Choose BaseLang agent:

import gymnasium
from agents import BaseLangAgent
from civrealm.freeciv.utils.freeciv_logging import fc_logger


def main():
    env = gymnasium.make('civrealm/FreecivLLM-v0')
    agent = BaseLangAgent()

    observations, info = env.reset()

    done = False
    step = 0
    while not done:
        try:
            action = agent.act(observations, info)
            observations, reward, terminated, truncated, info = env.step(
                action)
            done = terminated or truncated

            step += 1
            print(
                f'Step: {step}, Turn: {info["turn"]}, Reward: {reward}, Terminated: {terminated}, '
                f'Truncated: {truncated}, action: {action}')
        except Exception as e:
            fc_logger.error(repr(e))
            raise e
    env.close()


if __name__ == '__main__':
    main()

Choose Mastaba agent:

import gymnasium
from agents import MastabaAgent
from civrealm.freeciv.utils.freeciv_logging import fc_logger


def main():
    env = gymnasium.make('civrealm/FreecivLLM-v0')
    agent = MastabaAgent(max_deconflict_depth=3)

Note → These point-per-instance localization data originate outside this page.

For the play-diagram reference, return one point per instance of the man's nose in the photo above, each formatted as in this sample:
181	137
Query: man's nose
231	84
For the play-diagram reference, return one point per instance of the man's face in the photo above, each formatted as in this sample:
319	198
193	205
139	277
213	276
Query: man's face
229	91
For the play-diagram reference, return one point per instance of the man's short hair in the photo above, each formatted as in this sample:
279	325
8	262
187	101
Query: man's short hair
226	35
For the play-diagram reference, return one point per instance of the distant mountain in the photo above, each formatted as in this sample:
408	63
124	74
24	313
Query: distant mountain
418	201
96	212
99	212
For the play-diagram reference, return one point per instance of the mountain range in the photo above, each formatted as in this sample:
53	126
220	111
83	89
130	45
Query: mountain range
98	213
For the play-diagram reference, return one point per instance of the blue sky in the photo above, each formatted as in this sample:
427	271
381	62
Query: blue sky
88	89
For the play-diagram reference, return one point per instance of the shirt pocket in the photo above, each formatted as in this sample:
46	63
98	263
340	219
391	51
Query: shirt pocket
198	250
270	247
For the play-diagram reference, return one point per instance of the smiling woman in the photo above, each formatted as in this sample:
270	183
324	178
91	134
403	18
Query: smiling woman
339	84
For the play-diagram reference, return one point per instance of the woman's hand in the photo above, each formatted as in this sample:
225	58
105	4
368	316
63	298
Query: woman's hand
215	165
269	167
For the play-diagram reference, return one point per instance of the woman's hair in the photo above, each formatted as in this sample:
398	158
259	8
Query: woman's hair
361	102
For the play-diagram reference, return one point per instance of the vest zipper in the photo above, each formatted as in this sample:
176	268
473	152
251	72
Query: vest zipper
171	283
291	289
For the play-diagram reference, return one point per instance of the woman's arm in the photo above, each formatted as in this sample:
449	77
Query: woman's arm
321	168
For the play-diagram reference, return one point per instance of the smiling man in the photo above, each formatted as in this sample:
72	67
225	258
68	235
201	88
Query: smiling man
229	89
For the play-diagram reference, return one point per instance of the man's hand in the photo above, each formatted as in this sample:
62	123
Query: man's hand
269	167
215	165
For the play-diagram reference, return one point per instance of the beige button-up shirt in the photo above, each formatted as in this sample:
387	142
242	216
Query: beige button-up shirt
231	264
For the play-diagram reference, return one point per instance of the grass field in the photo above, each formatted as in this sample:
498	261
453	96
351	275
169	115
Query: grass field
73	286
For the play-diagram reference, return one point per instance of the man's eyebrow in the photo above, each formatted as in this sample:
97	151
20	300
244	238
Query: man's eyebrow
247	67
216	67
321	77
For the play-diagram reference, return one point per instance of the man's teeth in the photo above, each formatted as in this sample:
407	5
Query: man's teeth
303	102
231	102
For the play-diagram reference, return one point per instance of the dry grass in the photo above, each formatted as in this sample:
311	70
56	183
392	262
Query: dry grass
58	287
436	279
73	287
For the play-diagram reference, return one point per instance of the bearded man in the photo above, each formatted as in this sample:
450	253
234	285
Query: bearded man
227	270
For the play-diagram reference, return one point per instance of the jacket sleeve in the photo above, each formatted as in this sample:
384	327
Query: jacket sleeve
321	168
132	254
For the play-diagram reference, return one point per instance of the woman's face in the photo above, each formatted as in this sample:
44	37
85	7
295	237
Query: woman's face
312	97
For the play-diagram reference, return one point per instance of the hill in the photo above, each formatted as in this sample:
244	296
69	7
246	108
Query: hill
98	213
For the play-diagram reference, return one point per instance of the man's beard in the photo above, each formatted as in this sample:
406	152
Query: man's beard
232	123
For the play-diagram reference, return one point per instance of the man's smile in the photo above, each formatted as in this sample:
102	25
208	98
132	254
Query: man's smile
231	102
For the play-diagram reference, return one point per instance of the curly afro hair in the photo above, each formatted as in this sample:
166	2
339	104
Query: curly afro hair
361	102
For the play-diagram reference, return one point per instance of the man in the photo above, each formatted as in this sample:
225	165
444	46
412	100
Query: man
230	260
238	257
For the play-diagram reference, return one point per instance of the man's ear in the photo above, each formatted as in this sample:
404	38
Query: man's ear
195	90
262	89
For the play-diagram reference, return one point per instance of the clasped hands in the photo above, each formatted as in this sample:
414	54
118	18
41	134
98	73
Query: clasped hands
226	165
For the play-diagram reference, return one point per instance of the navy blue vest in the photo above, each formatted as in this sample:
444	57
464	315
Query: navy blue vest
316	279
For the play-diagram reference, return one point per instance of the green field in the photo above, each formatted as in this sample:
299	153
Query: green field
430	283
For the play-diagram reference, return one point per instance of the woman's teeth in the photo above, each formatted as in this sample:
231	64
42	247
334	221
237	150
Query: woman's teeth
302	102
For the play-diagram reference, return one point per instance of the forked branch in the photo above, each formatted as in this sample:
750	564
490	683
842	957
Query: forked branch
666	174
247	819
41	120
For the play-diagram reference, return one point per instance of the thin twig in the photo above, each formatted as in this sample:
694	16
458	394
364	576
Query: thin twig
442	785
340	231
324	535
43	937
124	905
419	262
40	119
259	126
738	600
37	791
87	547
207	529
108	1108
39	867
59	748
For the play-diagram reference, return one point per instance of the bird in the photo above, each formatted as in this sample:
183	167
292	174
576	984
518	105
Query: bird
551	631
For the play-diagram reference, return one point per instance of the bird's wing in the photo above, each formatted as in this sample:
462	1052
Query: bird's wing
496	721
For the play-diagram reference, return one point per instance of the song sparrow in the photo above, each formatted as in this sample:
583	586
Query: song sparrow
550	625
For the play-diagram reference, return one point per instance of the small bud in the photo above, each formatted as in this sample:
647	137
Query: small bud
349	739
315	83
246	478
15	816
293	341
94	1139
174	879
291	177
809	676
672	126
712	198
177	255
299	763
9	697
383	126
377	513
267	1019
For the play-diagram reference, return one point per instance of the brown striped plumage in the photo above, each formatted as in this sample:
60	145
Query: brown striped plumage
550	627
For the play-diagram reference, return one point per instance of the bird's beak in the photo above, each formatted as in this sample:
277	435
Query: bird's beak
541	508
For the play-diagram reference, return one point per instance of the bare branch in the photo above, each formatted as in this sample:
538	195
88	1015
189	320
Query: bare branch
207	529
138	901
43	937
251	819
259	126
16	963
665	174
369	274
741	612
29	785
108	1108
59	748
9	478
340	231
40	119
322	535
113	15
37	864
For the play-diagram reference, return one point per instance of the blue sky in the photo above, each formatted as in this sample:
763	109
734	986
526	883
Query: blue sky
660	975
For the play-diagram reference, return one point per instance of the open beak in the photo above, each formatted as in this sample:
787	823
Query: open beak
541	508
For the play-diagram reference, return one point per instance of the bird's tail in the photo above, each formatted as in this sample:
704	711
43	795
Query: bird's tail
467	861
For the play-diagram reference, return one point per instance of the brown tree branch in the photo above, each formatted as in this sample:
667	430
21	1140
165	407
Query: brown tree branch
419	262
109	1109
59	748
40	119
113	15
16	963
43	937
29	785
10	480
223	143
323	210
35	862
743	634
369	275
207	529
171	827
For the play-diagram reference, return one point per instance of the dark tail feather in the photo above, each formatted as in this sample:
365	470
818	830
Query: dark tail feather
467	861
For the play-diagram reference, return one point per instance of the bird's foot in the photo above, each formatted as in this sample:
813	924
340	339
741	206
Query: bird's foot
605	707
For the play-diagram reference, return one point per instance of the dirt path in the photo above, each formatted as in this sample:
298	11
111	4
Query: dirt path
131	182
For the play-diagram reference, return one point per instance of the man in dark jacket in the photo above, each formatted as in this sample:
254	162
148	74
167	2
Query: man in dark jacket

    observations, info = env.reset()

    done = False
    step = 0
    while not done:
        try:
            action = agent.act(observations, info)
            observations, reward, terminated, truncated, info = env.step(
                action)
            done = terminated or truncated

            step += 1
            print(
                f'Step: {step}, Turn: {info["turn"]}, Reward: {reward}, Terminated: {terminated}, '
                f'Truncated: {truncated}, action: {action}')
        except Exception as e:
            fc_logger.error(repr(e))
            raise e
    env.close()


if __name__ == '__main__':
    main()

Customize Env by LLM Wrapper

You can also make a LLM Env by LLM Wrapper

env = gymnasium.make('civrealm/FreecivBase-v0')
env = LLMWrapper(env)
agent = BaseLang()

env = gymnasium.make('civrealm/FreecivBase-v0')
env = LLMWrapper(env)
agent = MastabaAgent(max_deconflict_depth=3)

Conclusion

In this guide, we introduced the CivRealm LLM Environment and explained how to use the civrealm-llm-baseline repository to build llm agents on this environment. We encourage you to experiment with different LLM frameworks to further enhance your agent's performance.